The judicial review is being brought by Charmaine Parkin, 34, of Brighton, represented by law firm Leigh Day.
Ms Parkin is a self-employed actor and director who also has caring responsibilities for her two young children. She argues in her legal case that the application of the MIF to her claim for universal credit has left her worse-off than she would have been if she was unemployed and claiming universal credit.
The MIF is applied to claimants assessed to be gainfully self-employed and is calculated by an assessment of how many hours an individual is expected to be able to work each week (including caring responsibilities and other factors which limit working hours), multiplied by the individual’s national minimum wage for their age group.
The figure represents how much the individual would earn if they were an employed person in similar circumstances and assumes that they will earn at least the minimum wage and work the maximum hours they can every week.
If in a given month an individual earns less than their MIF then their universal credit payment is calculated based on the MIF (e.g. what the DWP assume that person should earn) and not their actual earnings. This leaves self employed claimants (whose earnings often fluctuate) with a shortfall when they do not meet the MIF and can leave an individual significantly worse off than an employed or unemployed counterpart.
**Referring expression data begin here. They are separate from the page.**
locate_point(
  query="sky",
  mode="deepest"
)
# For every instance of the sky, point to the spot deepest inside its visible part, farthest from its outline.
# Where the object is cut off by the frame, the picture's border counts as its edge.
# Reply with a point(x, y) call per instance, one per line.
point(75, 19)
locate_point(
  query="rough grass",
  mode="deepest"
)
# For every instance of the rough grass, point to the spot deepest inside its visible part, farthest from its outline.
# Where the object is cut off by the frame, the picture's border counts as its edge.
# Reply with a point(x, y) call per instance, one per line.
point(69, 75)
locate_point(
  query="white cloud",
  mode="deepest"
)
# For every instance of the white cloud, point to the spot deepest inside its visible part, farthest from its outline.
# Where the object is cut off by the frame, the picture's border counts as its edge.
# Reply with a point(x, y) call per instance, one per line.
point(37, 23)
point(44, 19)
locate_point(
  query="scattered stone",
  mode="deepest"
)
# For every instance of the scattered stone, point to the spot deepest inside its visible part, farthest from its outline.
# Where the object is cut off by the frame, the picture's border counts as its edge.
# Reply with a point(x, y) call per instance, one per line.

Parkin was assessed as being able to work 25 hours a week, this was multiplied by the minimum wage for her age group to calculate her MIF, which was set at £788.26 each month when she started her judicial review challenge and is now set at £861.11. Every £1.00 of assumed earnings over and above £287 per monthly assessment period reduces a self-employed UC claimant’s award by 63 pence.
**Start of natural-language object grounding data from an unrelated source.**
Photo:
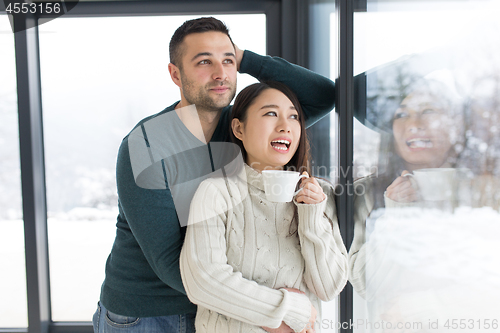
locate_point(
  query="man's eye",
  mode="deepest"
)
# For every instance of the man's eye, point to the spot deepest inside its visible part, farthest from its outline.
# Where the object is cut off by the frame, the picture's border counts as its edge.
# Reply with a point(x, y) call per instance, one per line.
point(400, 115)
point(428, 111)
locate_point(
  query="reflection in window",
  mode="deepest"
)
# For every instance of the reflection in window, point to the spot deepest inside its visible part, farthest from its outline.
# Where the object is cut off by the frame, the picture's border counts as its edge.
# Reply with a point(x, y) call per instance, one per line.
point(13, 306)
point(422, 241)
point(100, 76)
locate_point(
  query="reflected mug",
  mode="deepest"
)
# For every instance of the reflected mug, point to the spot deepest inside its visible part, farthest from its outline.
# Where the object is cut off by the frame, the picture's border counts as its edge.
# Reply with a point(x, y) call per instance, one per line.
point(280, 185)
point(435, 184)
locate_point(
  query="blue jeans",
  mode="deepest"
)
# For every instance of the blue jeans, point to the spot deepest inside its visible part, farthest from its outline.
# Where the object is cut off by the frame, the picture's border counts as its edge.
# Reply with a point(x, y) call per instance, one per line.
point(105, 321)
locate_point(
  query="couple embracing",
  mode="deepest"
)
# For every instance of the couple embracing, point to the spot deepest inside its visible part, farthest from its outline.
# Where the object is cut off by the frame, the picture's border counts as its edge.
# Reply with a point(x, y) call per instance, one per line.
point(243, 263)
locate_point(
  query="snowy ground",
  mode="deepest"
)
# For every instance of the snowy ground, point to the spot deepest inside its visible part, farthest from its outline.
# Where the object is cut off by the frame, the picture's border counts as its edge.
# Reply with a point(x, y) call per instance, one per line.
point(78, 250)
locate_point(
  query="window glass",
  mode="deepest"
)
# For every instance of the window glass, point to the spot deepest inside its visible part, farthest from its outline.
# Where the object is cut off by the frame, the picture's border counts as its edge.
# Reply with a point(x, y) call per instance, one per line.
point(100, 76)
point(426, 149)
point(13, 306)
The nature of Parkin’s work means that her earnings fluctuate from month to month. One month she earned only £96 but was treated as if she had earned £788.26 and her Universal Credit payment was reduced by £375.64. In other months she had no earnings and her expenses exceeded her income, but the MIF was still applied.
Despite the government’s repeated assurances that universal credit ‘makes work pay’ Parkin believes she would be better off unemployed as an unemployed individual in her position would have almost £400 a month more in universal credit and it would give her a stable income which would allow her to apply for reduced council tax.
Parkin said: “I am looking forward to my day in court to present my case as to why the government needs to look again at universal credit, especially for people who are self-employed. The government claims it wants to ‘make work pay’ but the minimum income floor has the exact opposite effect, causing me and others to believe we would be better off giving up the work we care so passionately about in order to secure steady and reliable universal credit payments to support our families.”
Tessa Gregory, solicitor from Leigh Day who represents Charmaine Parkin alongside Carolin Ott, said: “Nearly a sixth of the UK’s workforce is self-employed and so it is vital that we have a welfare system which reflects that reality and provides a safety net for the self-employed. Unfortunately, Universal Credit does not. The Minimum Income Floor appears to be designed to punish the self-employed. It fails to take into account the fact that many businesses and self-employed persons have fluctuating monthly income and instead makes it easy for the government to reduce the monthly benefits of self-employed people when they earn more than their expected income, but refuses to support them by increasing their benefits when they earn less. Our client believes that this is unlawful and is one of the many elements of universal credit that the government must rethink as a matter of urgency.”